Symptoms of Peripheral Neuropathy
Regularly, people ask Dr. Karl Jawhari D.C. how they can recognize whether they have PN. There is no clear answer to this, however, as it all depends on which nerves are affected. In case of motor nerves, the impact will be most notable on voluntary muscle responses, such as those needed for talking, walking, and grabbing. In case of sensory nerves, the impact is more on sensations such as touch and pain. With autonomic nerves, it means organ function, which all function autonomously without us having to think about it, start to develop problems. And in many cases, people have PN that affects multiple types of nerves.

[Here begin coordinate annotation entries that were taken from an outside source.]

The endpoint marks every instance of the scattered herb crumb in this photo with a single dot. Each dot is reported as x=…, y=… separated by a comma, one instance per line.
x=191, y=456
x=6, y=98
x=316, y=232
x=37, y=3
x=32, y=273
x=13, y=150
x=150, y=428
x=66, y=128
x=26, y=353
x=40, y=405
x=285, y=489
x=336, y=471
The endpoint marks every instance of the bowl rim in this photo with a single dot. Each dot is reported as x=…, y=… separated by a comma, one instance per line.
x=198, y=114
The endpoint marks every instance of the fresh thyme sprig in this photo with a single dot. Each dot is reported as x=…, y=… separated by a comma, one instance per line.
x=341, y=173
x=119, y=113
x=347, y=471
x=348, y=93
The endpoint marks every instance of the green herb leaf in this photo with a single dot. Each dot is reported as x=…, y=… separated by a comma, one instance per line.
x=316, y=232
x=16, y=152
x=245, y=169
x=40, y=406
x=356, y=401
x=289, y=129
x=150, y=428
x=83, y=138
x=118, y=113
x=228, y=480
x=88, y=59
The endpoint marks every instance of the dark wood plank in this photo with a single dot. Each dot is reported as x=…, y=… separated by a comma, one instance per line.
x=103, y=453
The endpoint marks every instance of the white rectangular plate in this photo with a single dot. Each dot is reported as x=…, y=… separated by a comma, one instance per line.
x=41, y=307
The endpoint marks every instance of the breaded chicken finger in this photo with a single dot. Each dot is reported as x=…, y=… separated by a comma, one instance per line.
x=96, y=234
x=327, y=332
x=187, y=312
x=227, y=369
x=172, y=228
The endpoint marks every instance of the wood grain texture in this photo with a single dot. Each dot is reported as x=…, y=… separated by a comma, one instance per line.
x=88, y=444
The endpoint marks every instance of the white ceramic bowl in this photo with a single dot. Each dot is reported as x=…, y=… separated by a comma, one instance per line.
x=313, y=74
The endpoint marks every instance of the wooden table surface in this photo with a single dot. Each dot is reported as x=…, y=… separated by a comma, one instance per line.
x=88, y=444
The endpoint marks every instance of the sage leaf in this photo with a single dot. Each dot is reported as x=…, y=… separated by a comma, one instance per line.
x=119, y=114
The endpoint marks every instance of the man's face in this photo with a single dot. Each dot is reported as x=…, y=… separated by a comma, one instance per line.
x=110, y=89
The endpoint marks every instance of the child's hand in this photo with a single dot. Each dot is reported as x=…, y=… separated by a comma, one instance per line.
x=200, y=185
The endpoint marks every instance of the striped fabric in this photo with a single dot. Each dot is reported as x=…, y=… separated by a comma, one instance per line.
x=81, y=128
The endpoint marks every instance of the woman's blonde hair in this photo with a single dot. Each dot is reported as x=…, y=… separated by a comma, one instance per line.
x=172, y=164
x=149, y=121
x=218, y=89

Treating the Pain Associated with Neuropathy
When people experience PN, treatment is available but it varies depending on the type of PN they have and its cause, if those can be detected. Sometimes, there is an underlying condition that causes PN, such as diabetes, in which case treatment focuses on that. Sometimes, however, more invasive treatment is required specifically for the neuropathy, including high dose steroids (glucocorticoids therapy), TPE (therapeutic plasma exchange), and intravenous immunoglobulin therapy. People often ask Dr. Karl Jawhari D.C. whether treatment exists that is less invasive or at least comes with fewer side effects. One solution might be stem cell therapy.
Neuropathic Pain and Stem Cell Therapy
MSC+ (Mesenchymal Stem Cell) therapy is still in its infancy but it has shown to be highly effective for PN. It is a combination type of therapy in which red blood cells, leukocytes, stem cells, endothelial cells, CD31 and CD90 positive cells, and CD45 cells are used to help repair the damage to the tissue of the nerves themselves. This means that it actually addresses the root of the problem rather than simply masking the symptoms. Stem cell therapy has been shown to be very beneficial, with some research showing positive improvements just one to two weeks after the treatment. Additionally, it is known to be safe and the side effects are minor (they include minor weight gain and some drowsiness).
Of course, it is very important to ask Dr. Karl Jawhari D.C. about whether or not someone is a good candidate for stem cell therapy, how it works, and where the stem cells have been harvested from. Because it is a reasonably new form of treatment, more research does still need to be conducted into it before any definitive conclusions can be drawn. However, to date, things are looking very positive.